Those smelters, the first ones built from the ground up by Alcoa in 20 years, will replace mothballed capacity in several states of the U.S., especially in the Pacific Northwest where high energy prices have made them too costly to operate.
Under a preliminary agreement, the Caribbean plant would produce about 250,000 metric tons of aluminum annually, with Alcoa owning 60% of the plant and the government owning 40%. The government has options to buy as much as 100,000 metric tons of aluminum a year to sell to other Caribbean manufacturing sectors or back to Alcoa. The plant will use low-cost electrical power converted from the country's natural-gas fields.

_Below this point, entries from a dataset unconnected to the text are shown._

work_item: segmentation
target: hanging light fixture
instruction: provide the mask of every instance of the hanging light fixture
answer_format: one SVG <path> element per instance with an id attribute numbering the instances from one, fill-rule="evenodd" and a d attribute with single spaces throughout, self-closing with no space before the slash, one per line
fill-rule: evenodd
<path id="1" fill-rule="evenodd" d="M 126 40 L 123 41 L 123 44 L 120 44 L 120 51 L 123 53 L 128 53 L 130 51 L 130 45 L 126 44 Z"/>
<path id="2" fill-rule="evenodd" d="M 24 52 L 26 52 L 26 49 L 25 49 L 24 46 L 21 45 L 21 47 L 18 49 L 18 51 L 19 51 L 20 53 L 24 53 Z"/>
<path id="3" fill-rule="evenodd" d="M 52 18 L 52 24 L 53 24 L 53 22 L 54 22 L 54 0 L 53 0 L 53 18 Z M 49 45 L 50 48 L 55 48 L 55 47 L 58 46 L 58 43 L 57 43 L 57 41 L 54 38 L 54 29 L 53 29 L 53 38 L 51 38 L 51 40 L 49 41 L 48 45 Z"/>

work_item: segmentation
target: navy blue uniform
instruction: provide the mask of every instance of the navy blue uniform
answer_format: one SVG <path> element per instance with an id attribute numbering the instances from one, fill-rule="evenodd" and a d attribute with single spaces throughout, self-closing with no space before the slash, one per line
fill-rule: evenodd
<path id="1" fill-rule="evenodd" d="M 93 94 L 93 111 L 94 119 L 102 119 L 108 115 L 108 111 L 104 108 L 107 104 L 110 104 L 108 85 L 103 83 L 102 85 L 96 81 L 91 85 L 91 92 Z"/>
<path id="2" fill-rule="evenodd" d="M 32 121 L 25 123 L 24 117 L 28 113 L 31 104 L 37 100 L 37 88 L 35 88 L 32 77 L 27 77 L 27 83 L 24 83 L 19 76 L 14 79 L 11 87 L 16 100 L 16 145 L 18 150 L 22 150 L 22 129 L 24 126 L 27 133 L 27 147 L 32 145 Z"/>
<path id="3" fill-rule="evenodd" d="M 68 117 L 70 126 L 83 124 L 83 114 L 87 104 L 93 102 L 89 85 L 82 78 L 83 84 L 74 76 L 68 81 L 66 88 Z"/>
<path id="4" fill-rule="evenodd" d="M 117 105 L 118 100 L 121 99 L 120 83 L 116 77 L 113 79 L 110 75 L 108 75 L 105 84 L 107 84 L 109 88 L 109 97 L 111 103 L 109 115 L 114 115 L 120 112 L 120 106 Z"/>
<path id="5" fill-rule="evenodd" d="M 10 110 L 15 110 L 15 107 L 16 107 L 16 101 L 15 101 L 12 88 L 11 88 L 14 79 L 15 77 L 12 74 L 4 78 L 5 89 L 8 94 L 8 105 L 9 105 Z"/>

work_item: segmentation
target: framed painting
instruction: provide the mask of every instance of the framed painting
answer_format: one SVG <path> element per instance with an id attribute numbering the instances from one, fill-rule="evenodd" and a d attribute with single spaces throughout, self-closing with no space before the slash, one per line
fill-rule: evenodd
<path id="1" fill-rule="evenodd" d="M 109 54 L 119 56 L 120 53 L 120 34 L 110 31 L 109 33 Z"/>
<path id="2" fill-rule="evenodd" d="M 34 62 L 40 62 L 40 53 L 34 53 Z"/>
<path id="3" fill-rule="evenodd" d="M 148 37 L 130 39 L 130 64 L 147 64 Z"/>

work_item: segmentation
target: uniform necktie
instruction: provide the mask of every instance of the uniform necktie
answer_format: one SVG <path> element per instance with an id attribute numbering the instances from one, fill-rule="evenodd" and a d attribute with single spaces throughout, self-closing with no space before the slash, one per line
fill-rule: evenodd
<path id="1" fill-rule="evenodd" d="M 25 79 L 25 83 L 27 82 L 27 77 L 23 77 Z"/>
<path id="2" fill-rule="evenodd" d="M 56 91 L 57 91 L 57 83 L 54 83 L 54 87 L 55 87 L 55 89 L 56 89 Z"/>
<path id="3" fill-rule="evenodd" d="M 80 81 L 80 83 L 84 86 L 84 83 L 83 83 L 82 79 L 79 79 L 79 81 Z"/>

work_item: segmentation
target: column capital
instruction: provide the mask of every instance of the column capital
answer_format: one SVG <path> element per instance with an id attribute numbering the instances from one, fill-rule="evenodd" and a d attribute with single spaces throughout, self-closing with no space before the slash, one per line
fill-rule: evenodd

The new plant will be able to tap into Alcoa's established raw-materials base in the Caribbean. The company has bauxite mining operations located in nearby Suriname and alumina-refining plants in Suriname and in Jamaica, which process bauxite into the white powdery alumina that is smelted to make aluminum.
The company said it also is looking at smelter projects in China, Brunei, Bahrain, Brazil and Canada. "We are looking anyplace in the world where there is competitively priced energy," said a spokesman, Kevin Lowery.
Analysts say aluminum companies are trying to stake claims to low-cost energy regions before competitors can. Last month, ZAO Russian Aluminum, the world's second-largest producer of primary aluminum, bought a 65% stake in a Jamaican mining and refining company.
Global aluminum capacity has grown in the past five years to 30.4 million metric tons annually in 2003, up 20% from 25.4 million metric tons in 1999. "We would like to capture some of that growth," said Mike Baltzel, president of primary development at Alcoa. Prices have risen 30% in the spot market in the past year and supply is expected to dwindle in 2004 and 2005 as some plants face difficulties in getting low-cost electricity.
In the Pacific Northwest where energy costs have soared, eight of 10 aluminum smelters have been idled or permanently closed in the past few years. Alcoa has idled three U.S. plants with about 625,000 metric tons of production since 2000, including those in Baden, N.C., and Ferndale and Wenatchee, both in Washington state.